To use Laravel's authentication system, we need to make sure it's set up correctly. In this recipe, we'll see a common way to accomplish the setup.

Getting ready

To set up the authentication, we just need to have Laravel installed and a MySQL instance running.

How to do it...

To complete this recipe, follow these steps:

  1. Go into your app/config/session.php config file and make sure it's set to use native:
    'driver' => 'native'
    
  2. The app/config/auth.php config file defaults should be fine but make sure they are set as follows:
    'driver' => 'eloquent',
    'model' => 'User',
    'table' => 'users',
  3. In MySQL, create a database named as authapp and make sure the settings are correct in the app/config/database.php config file. The following are the settings that we'll be using:
    'default' => 'mysql',
    
    'connections' => array(
    
        'mysql' => array(
            'driver'   => 'mysql',
            'host'     => 'localhost',
            'database' => 'authapp',
            'username' => 'root',
            'password' => '',
            'charset'  => 'utf8',
            'prefix'   => '',
        ),
    ),
  4. We'll set up our Users table using migrations and the Schema builder with the Artisan command line, so we need to create our migrations table:
    php artisan migrate:install
    
  5. Create the migration for our Users table:
    php artisan migrate:make create_users_table
    
  6. In the app/database/migrations directory, there will be a new file that has the date followed by create_users_table.php as the filename. In that file, we create our table:
    <?php
    
    use Illuminate\Database\Migrations\Migration;
    
    class CreateUsersTable extends Migration {
    
        /**
        * Run the migrations.
        *
        * @return void
        */
        public function up()
        {
            Schema::create('users', function($table)
            {
                $table->increments('id');
                $table->string('email');
                $table->string('password', 64);
                $table->string('name');
                $table->boolean('admin');
                $table->timestamps();
            });
    
        }
    
        /**
        * Reverse the migrations.
        *
        * @return void
        */
        public function down()
        {
            Schema::drop('users');
        }
    
    }
  7. Run the migration in Artisan to create our table and everything should be set up:
    php artisan migrate
    

How it works...

Authentication uses sessions to store user information, so we first need to make sure our Sessions are configured correctly. There are various ways to store sessions, including using the database or Redis, but for our purpose we'll just use the native driver, which leverages Symfony's native session driver.
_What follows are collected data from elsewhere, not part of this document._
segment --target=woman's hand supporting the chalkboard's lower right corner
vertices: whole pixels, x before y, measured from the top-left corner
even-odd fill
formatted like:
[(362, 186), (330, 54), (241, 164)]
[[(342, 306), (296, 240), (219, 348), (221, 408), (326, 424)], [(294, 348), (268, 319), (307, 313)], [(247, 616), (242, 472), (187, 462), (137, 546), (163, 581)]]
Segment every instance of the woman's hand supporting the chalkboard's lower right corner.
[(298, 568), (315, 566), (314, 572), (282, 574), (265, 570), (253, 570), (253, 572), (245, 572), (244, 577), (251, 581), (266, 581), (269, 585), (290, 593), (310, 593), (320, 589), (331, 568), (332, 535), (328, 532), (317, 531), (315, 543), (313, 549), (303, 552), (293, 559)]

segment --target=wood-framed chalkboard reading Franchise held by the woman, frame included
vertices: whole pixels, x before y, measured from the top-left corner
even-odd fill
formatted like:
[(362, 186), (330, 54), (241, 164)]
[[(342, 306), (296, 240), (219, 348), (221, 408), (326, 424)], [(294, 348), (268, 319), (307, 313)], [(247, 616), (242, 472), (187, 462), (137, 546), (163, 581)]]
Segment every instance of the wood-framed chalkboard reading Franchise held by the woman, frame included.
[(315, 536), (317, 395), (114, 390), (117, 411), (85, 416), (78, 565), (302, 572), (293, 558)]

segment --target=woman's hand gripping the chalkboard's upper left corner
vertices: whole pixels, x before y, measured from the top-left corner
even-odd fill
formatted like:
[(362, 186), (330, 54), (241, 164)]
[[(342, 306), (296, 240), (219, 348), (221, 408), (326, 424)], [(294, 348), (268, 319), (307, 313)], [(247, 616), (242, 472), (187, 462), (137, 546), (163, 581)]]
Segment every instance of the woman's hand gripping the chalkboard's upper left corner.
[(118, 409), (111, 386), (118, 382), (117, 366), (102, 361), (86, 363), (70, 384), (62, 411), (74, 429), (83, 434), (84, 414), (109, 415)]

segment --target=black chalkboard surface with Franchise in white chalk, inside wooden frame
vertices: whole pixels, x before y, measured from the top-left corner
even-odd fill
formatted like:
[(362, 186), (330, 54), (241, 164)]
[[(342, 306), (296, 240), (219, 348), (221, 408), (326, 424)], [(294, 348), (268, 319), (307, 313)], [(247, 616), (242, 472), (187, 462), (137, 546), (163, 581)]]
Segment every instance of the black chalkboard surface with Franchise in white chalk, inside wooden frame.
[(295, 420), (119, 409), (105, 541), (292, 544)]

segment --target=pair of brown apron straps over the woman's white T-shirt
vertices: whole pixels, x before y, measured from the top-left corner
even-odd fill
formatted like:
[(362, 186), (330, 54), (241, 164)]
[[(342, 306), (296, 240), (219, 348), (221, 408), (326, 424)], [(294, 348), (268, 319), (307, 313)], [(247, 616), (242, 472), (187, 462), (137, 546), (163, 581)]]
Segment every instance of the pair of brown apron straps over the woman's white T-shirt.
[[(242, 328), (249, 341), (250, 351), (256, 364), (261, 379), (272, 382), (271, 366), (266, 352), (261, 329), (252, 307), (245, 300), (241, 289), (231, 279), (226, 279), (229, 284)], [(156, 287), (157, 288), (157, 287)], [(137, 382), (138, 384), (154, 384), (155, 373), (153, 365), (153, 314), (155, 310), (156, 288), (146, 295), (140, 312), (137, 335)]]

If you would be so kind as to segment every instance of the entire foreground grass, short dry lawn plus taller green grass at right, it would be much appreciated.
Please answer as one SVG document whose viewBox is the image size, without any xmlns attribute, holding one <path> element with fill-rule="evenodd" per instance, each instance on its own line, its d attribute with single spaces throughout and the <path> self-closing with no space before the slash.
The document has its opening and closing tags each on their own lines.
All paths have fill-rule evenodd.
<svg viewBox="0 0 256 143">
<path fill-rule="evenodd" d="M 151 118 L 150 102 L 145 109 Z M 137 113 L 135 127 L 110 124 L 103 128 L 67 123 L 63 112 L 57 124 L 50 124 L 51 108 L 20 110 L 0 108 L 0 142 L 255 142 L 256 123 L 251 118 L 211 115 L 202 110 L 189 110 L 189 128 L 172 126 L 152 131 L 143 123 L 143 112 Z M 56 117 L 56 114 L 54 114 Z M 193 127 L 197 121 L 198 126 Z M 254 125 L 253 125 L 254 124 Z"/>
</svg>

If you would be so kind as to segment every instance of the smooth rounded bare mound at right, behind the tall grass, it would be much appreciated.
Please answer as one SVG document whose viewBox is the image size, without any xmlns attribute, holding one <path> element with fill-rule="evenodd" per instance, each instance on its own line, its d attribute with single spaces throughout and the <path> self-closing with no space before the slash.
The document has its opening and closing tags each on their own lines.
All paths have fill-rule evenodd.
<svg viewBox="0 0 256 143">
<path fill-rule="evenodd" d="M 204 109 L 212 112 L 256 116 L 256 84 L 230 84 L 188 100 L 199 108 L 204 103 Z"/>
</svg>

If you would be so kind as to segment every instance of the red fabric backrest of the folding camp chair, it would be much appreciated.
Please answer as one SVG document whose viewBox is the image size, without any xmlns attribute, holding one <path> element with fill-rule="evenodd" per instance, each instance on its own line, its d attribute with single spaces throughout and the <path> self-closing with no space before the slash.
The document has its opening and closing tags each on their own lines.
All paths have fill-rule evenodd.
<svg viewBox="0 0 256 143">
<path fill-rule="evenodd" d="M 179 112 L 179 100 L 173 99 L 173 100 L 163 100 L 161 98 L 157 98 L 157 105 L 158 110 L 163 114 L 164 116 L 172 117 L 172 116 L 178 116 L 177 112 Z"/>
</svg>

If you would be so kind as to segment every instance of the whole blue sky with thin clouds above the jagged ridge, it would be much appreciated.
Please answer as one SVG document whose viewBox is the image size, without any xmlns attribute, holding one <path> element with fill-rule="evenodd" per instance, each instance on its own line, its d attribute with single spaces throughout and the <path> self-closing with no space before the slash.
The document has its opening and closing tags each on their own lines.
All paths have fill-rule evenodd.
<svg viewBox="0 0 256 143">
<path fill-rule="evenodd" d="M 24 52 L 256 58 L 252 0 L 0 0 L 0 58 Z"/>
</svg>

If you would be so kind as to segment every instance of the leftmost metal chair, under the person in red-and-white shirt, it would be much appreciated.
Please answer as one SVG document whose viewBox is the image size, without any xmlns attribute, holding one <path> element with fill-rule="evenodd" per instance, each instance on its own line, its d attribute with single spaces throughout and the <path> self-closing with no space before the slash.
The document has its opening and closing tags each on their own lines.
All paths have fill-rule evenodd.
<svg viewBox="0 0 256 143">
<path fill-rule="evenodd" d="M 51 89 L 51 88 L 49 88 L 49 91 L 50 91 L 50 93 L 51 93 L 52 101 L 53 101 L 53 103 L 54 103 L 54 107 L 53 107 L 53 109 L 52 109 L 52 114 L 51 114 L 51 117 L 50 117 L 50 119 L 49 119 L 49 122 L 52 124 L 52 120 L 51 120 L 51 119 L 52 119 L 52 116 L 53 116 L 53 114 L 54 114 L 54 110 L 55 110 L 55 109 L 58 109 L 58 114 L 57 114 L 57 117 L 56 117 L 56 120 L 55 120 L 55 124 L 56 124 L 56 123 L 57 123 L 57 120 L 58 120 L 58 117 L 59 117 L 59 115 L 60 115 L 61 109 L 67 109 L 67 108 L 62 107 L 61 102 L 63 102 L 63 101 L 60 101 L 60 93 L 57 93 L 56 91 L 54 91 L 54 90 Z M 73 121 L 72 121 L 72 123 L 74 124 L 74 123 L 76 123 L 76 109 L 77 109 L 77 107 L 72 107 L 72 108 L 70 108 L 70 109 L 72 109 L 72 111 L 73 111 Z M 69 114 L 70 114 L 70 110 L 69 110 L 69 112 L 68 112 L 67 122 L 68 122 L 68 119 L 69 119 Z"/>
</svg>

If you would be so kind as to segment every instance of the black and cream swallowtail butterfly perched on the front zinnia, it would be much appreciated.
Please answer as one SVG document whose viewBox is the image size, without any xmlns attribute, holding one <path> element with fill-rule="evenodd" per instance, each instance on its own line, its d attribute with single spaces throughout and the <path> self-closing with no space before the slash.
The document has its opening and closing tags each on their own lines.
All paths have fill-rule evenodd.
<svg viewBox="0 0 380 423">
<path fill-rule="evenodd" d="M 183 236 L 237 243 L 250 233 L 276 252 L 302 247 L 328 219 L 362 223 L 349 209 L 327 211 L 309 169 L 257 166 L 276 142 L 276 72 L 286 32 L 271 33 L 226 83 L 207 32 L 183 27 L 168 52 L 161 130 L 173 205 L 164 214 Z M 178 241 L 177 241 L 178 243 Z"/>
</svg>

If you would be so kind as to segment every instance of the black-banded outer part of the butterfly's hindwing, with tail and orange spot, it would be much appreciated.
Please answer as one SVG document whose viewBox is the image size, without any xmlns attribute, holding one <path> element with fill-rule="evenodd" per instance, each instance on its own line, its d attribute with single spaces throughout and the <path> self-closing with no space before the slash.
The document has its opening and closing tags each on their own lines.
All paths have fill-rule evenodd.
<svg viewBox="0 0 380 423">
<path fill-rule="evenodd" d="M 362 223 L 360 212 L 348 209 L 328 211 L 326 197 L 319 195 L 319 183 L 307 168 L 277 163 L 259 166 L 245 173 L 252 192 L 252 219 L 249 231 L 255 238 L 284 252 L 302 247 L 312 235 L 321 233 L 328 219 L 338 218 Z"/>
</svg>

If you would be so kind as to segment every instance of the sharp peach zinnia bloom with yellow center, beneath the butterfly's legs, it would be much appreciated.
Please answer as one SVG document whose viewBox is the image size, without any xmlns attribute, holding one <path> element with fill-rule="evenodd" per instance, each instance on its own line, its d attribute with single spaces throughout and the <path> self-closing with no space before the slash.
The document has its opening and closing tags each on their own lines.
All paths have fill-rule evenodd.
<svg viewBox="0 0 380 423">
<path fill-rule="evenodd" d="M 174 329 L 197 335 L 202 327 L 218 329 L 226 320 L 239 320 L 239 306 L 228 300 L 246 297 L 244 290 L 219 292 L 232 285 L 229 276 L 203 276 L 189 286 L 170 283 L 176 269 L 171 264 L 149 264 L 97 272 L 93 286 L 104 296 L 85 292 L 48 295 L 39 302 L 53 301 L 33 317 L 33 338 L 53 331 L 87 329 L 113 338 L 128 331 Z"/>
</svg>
When setting up the auth configuration, we'll be using the Eloquent ORM as our driver, an e-mail address as our username, and the model will be User. Laravel ships with a default User model and it works very well out of the box, so we'll use it. For the sake of simplicity, we'll stick with the default configuration of the table name, a pluralized version of the model class name, but we could customize it if we wanted.

Once we make sure our database configuration is set, we can use Artisan to create our migrations. In our migration, we'll create our user's table, and store the e-mail address, password, a name, and a boolean field to store whether the user is an admin or not. Once that's complete, we run the migration, and our database will be set up to build our authentication system.